NAMI will monitor the progress of the Department of Health and Human Services in issuing national guidelines and regulations specifying adequate number of staff in facilities and appropriate training in the use of R/S and their alternatives;

NAMI will also advocate for a national standard in schools, wilderness camps, jails, and prisons

What Should You Do If You Experience Restraint And Seclusion Abuse?

If you or your family member has experienced abuse of R/S in a treatment facility, you should take the following action.

Contact your state’s Protection and Advocacy program. For the phone number of your state’s program, call the National Association of Protection and Advocacy Systems (NAPAS) at 202-408-9514. If a P & A does not assist you, let NAMI know by contacting Kim Encarnation at 703-312-7895 or by email at kim@nami.org.

File a complaint with the Joint Commission on Accreditation of Healthcare Organizations (JCAHO) hotline at 1-800-994-6610 and/or complaint@jcaho.org

File a complaint with your state’s health and hospital-licensing agency.

File a complaint with your U.S. Health Care Financing Administration (HCFA) regional office. There are 10 regional offices in the United States. To find yours, call the HCFA Medicare Hotline, 1-800-638-6833. You can also call the HCFA Office of Medicare Customer Assistance, 410-786-7413.

Share your story in writing and submit it to be included in NAMI’s Cries of Anguish report. Contact Kim Encarnation at 703-312-7895 or kim@nami.org

Consider sharing your story with your local media.

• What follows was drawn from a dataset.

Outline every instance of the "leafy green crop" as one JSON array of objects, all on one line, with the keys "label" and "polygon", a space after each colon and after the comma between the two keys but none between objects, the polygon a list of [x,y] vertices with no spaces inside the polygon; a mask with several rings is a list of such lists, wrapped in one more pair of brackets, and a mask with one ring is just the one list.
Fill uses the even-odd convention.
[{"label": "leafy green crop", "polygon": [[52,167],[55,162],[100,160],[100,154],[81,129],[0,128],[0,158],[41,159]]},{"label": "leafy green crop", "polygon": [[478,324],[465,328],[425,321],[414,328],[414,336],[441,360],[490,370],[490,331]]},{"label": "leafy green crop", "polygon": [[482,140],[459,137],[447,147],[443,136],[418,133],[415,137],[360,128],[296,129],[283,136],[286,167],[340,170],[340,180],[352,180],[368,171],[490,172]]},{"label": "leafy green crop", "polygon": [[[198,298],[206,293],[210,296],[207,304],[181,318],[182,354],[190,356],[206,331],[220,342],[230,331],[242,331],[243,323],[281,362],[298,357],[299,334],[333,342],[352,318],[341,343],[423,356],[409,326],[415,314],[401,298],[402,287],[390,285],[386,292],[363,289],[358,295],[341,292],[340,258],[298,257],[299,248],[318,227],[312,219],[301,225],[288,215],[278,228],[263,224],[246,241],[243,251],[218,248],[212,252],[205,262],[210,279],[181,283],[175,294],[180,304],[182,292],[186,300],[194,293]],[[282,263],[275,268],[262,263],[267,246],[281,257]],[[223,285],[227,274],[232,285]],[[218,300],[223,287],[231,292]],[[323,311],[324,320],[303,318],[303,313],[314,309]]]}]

Consider retaining an attorney if you believe your legal rights have been violated

The Mental Health Legal Advisors Committee has also put out their perspective on how guidelines relating to restraints and seclusion should be structured:

RIGHTS IN HOSPITALS REGARDING RESTRAINT AND SECLUSION

Hospitals may use restraint and seclusion only in cases of emergency and in compliance with strict standards. Additional requirements, not included here, apply when restraining children.

I. WHAT IS RESTRAINT?

"Restraint" is physical force, mechanical devices, chemicals, seclusion, or any other means which unreasonably limit freedom of movement. Hospital staff may use four types of restraint to restrict patients who are acting, or threatening to act, in a violent way towards themselves or others.

• Physical restraint -- holding a patient in a way that restricts his or her movement.
  
  
• Mechanical restraint -- using a device, such as four-point or full-sheet restraint, to restrict a patient's movement (excludes devices prescribed for medical purposes).
  
  
• Chemical restraint -- medicating a patient against the patient's will for the purpose of restraint rather than treatment.
  
  
• Seclusion -- placing a patient alone in a room so that the patient cannot see or speak with patients or staff and so that the patient cannot leave or believes he or she cannot leave. In facilities licensed, operated, or contracted for by the state Department of Mental Health (DMH), a mechanically restrained patient cannot be secluded.

II. WHEN MAY RESTRAINT BE USED?

Restraint may only be used to prevent violence in an emergency. An emergency is the occurrence of or serious imminent threat of extreme violence or self-destructive behavior, "where there is the present ability to effect such harm." Restraint may not be used for treatment, punishment, behavior modification, staff convenience or on an "as needed" basis (PRN orders). Restraint must be the most appropriate alternative available. Restraint may only be used when less restrictive interventions have been determined to be ineffective.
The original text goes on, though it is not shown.